Dixon has his eye on a major national phone effort. “We need to go after single women,” he says. “Do you know there are 22 million in this country who are not registered to vote!”

Yes, he has dealt with the “Beat Bush” operation in the Village and expects the collaborative effort to increase as the campaign moves forward.

Another interesting Web site (kerryvillage.org) run by Adam Rich, serves as a clearinghouse for a range of campaign activities including fund-raising, street activity and outreach to purple states. “We’re going after people who don’t know what to do but want to help Kerry,” Rich explains. “Our Web site tells it all.”

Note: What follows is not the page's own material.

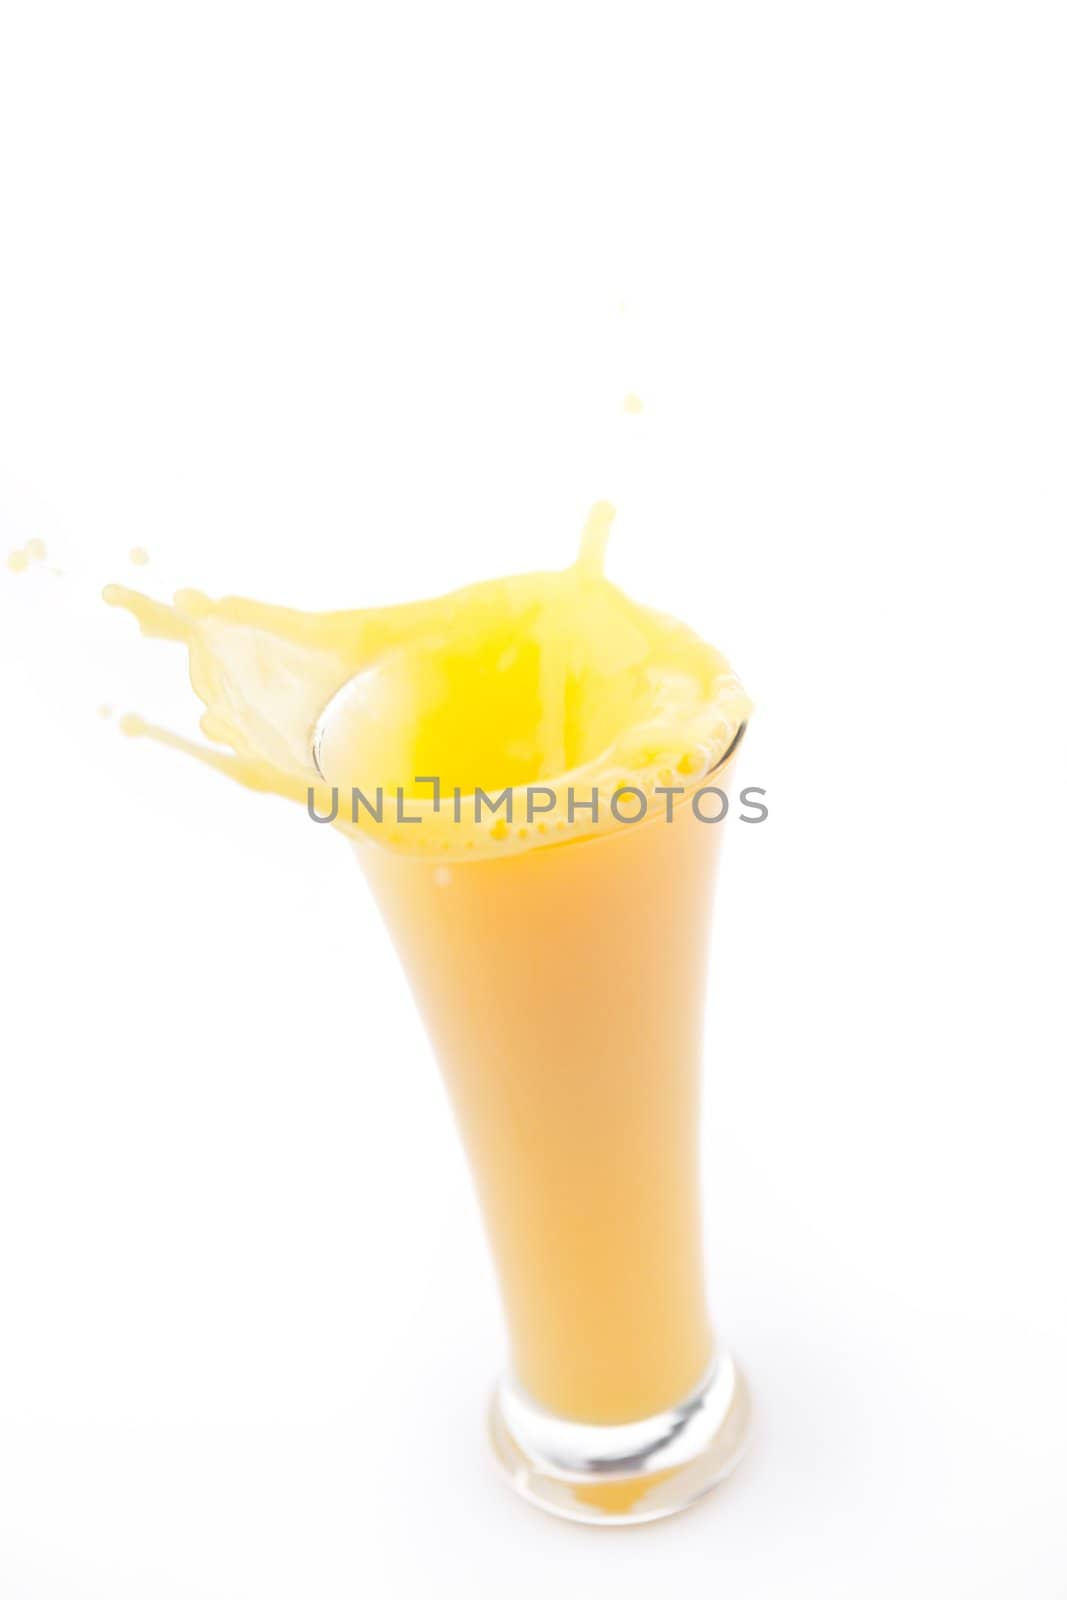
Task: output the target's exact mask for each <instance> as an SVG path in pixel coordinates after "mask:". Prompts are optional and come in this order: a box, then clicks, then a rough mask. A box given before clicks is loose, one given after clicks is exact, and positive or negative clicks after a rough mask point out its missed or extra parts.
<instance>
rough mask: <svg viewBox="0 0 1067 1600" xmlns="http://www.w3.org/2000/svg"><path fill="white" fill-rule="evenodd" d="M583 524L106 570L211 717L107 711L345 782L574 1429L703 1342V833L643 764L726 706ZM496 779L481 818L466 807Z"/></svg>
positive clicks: (686, 651) (366, 846)
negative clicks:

Democratic District Leader Arthur Schwartz pinpoints the lesson learned from the 2000 election. “The electoral vote is the key, not the popular vote. We don’t have to worry about New York because the polls show Kerry winning with 65 percent of the vote to Bush’s 35 percent. So of course we must focus on the purple states.” He plans to get out a mailing to his own list of supporters, asking them to volunteer at Citizen Action, whose efforts are devoted solely to helping Kerry in the swing states.

Money, of course, remains important no matter where it comes from. Kerry remains conspicuously behind Bush in fundraising despite setting records for a Democrat. For those who can afford $250 or more there’s the bash at Radio City Music Hall on July 8, which had to be postponed because of the Reagan funeral. You can get tickets through Ticketmaster at 212-307-2172.